A mass shooting/suicide bombing could be a great way to make sure that nobody forgets his name because he will be all over the media for a while.

If we were to only name him once, then focus more on the innocent people who died - he doesn't get eternal noteirty and the idea of mass shootings/suicide bombings might be less attractive to these sickos.

They don't deserve to be remembered for what they have done in the same way that the dead people should be remembered because their lives were cut short and this is the best we can do now.

I mean, no one can think about Holly Chapman and Jessica Wells, without also remembering Ian Huntley and Maxine Carr.
ArishMell · 70-79, M
@HootyTheNightOwl A good point.

What is noticeable though that at least some particularly nasty crimes in the UK are remembered by the victim's rather than perpetrator's names.
@ArishMell Until you think of the Philpot murders when all we really know are the "parents" who murdered their children to get a bigger house.

I guess houses don't get much bigger than the jailhouse, eh, Mick and Mairade??? BTW, he's up for release soon...
ArishMell · 70-79, M
@HootyTheNightOwl It is variable, with no consistency.

The case of James Bulger - killed by two older children - is often named after his surname, which seems rather impersonal and cold.

On the other hand, people still talk of "The Yorkshire Ripper", not using his real name (which I forget) nor that of his victims.
@ArishMell Yeah, that seriously pisses me off, too.

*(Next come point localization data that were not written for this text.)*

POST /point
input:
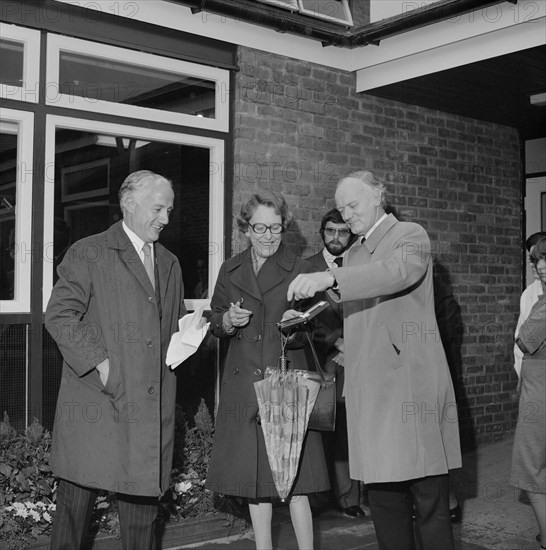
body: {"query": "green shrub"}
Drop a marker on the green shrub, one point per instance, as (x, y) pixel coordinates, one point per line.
(27, 485)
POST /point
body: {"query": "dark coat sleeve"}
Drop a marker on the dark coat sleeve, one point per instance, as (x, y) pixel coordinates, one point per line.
(78, 338)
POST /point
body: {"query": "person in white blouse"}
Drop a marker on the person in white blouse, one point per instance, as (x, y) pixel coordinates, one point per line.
(528, 298)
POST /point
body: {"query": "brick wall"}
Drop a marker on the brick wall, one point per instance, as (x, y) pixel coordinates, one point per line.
(300, 126)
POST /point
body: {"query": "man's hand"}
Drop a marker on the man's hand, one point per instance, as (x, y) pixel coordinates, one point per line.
(104, 370)
(307, 285)
(290, 314)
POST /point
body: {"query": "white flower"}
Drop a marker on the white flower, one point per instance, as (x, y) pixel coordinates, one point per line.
(182, 487)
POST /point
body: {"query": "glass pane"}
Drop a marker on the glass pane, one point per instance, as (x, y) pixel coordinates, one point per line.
(89, 170)
(11, 62)
(114, 81)
(8, 174)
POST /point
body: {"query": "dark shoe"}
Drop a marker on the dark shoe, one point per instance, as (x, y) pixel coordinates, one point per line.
(354, 512)
(455, 514)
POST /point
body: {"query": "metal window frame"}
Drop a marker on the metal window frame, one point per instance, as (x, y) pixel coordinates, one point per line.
(53, 97)
(216, 185)
(23, 205)
(30, 90)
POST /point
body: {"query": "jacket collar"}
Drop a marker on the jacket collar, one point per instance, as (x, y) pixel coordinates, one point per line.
(243, 277)
(379, 232)
(119, 240)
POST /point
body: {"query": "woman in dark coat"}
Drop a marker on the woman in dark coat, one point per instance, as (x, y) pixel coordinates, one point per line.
(249, 299)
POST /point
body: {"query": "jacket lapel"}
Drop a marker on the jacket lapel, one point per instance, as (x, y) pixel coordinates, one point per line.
(242, 276)
(164, 262)
(119, 240)
(379, 232)
(270, 275)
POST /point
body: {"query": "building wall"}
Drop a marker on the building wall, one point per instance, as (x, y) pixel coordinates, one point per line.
(299, 126)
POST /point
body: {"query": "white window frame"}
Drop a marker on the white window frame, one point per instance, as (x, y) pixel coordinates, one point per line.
(216, 187)
(57, 43)
(348, 20)
(30, 39)
(297, 6)
(23, 206)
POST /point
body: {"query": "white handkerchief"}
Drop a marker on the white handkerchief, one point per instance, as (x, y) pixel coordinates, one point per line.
(188, 338)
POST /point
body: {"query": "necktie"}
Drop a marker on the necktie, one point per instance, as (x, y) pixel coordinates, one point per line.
(148, 266)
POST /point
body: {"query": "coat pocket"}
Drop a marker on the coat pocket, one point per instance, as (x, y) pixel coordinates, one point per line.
(387, 350)
(113, 386)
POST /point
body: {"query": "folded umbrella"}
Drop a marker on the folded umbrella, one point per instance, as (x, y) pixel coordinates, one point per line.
(285, 400)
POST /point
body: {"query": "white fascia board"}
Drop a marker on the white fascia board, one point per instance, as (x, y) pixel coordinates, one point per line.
(454, 30)
(174, 16)
(455, 54)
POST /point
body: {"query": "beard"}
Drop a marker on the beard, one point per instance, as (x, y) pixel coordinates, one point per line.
(335, 247)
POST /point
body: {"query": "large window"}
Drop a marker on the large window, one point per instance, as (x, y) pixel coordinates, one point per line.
(96, 77)
(16, 172)
(87, 162)
(19, 63)
(102, 113)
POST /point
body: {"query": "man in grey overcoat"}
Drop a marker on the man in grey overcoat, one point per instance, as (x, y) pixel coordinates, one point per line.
(401, 411)
(112, 312)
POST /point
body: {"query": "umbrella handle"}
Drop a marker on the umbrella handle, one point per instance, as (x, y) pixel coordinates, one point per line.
(282, 362)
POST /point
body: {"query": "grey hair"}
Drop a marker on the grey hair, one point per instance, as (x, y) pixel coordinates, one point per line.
(371, 180)
(266, 198)
(135, 182)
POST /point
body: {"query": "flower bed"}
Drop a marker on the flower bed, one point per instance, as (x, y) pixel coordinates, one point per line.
(27, 485)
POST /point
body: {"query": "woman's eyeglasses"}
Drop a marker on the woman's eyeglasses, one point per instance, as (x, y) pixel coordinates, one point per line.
(261, 228)
(330, 231)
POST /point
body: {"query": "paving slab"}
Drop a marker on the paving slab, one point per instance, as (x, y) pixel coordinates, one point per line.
(495, 516)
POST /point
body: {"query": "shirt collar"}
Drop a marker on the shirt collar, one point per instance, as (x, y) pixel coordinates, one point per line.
(370, 231)
(329, 258)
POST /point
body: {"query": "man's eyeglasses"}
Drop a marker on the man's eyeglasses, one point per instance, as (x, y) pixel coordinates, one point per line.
(330, 231)
(261, 228)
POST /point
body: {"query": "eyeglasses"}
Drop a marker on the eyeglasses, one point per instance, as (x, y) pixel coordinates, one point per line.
(261, 228)
(341, 232)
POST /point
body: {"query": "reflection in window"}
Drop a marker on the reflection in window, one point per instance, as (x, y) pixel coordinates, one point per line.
(89, 170)
(117, 82)
(8, 175)
(11, 62)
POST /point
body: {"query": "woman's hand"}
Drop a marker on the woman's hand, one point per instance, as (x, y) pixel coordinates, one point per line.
(290, 314)
(236, 316)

James Bulger was just 2 years old and far too young to have embarked on a life of crime - at least use his full name and his first name, too. His mother has worked tirelessly to make sure that James was never forgotten.

I had hoped that James' mother might have campaigned to change that so that the media has to use his (and everyone else's) first name. I mean, you can't even argue that it's for "space saving reasons" when the name "James" is shorter than the name "Bulger". You are older than me, so you might be able to better remember if the media had no access to James' first name at around the time he was murdered???

I know that there was a blackout of his name at the time of his death... but all we knew about baby Peter for a while is that he was "Baby P", so I'm thinking that they call James Bulger by his last name because that's all they had access to...

Alitt (I refuse to use it's first name, and I know that you will know who I am referring to) is another example of where a crime is known more by the murderer than by the babies that were killed.